Distribution

Will the Manager You Picked Deliver Alpha or Have You Been Fooled by Randomness?

Distribution

 

The holy grail of investing, the ever-elusive alpha, is the additional return above and beyond what can be explained by the assumption of risk. IFA has long held that both individual and institutional investors should not waste their time or resources in seeking out managers who supposedly will deliver alpha. There are two primary reasons for this: First, it is costly, and it is a cost that is highly unlikely to provide a positive benefit, especially considering that the total amount of alpha that is available for capture in every asset class in negative. Second, the reach for alpha often causes investors to miss out on the returns associated with the risk factors of market, size, and value, all of which are there for the taking.

Despite all of this, we constantly see individual investors and 401k plan sponsors pick funds based on three or five years of hot returns. They are oblivious to the countless studies such as the S&P Persistence Scorecard which show that benchmark-beating returns appear no more often than we would expect to see from chance alone, and they cannot be relied upon to continue into the future. Perhaps these investors are not aware of the existence of a well-known statistical test which can determine if outperformance can be attributed to luck or skill, the t-test. It is based on the premise that the distribution of errors (or noise) is a bell-shaped curve, and we can thus calculate the probability of certain observations occurring under a given assumption.

When given a series of historical returns delivered by an active manager, the following steps may be taken to determine what the probability is that the performance is truly superior to a risk-appropriate benchmark.

  1. The returns of the manager are compared to the returns of the benchmark, and the difference is calculated for each calendar year.
  2. The average excess return and the standard deviation of the return differences are calculated.
  3. The t-statistic is calculated as the average excess return multiplied by the square root of the number of years divided by the standard deviation.
  4. If the t-statistic is greater than or equal to 2, then we are 95% confident that the manager has reliably delivered outperformance.

The question is often asked, “How many years of data do we need to have a t-statistic of 2 or greater?” The answer, of course, depends on the average excess return and the standard deviation of the return differences.
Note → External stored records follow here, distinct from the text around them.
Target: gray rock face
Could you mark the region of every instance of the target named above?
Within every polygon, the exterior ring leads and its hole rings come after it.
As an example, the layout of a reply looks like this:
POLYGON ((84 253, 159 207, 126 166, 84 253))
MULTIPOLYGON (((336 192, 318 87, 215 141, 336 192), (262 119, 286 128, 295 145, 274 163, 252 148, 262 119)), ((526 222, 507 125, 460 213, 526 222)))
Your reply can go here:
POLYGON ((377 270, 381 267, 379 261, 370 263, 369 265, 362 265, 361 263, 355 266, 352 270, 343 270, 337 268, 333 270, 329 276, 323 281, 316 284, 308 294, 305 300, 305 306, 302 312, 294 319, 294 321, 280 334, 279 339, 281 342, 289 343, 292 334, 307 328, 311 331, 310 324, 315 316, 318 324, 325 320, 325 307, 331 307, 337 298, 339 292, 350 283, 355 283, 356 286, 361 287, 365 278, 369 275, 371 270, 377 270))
We can make a couple of assumptions such as the following:

The manager has an average excess return of 2% with a standard deviation of 6%. This implies the need for 36 years of data to get a t-statistic of 2. The assumption of 2% for the manager’s average excess return was chosen because the ability to deliver 2% above the benchmark after expenses is considered quite respectable in the investment profession, and a 6% standard deviation is approximately what IFA observed when measuring the alpha of over 600 actively managed funds.

Below is a table showing how the standard deviation of the return difference affects the number of required years:

Standard Deviation Number of Years Required
to get a t-Statistic of 2
4% 16
5% 25
6% 36
7% 49
8% 64

 

 

 

 

 

It is uncommon to have an excess return above the benchmark with a low standard deviation. In such cases, the manager is usually overwhelmed with new money and is no longer able to retain his advantage. According to Morningstar, the average mutual fund manager tenure for all domestic equity categories is 5 to 6 years. Clearly, this is not nearly enough time to establish the existence of stock-picking or bond-picking skill.

Once they develop an elementary understanding of statistics, the only sensible move for investors is to stop playing the mug’s game of manager-picking and instead accept the simple premise that risk is the only reliable source of returns, and with the help of a passively-oriented advisor, they can capture the returns available via exposure to the risk factors identified by the academics.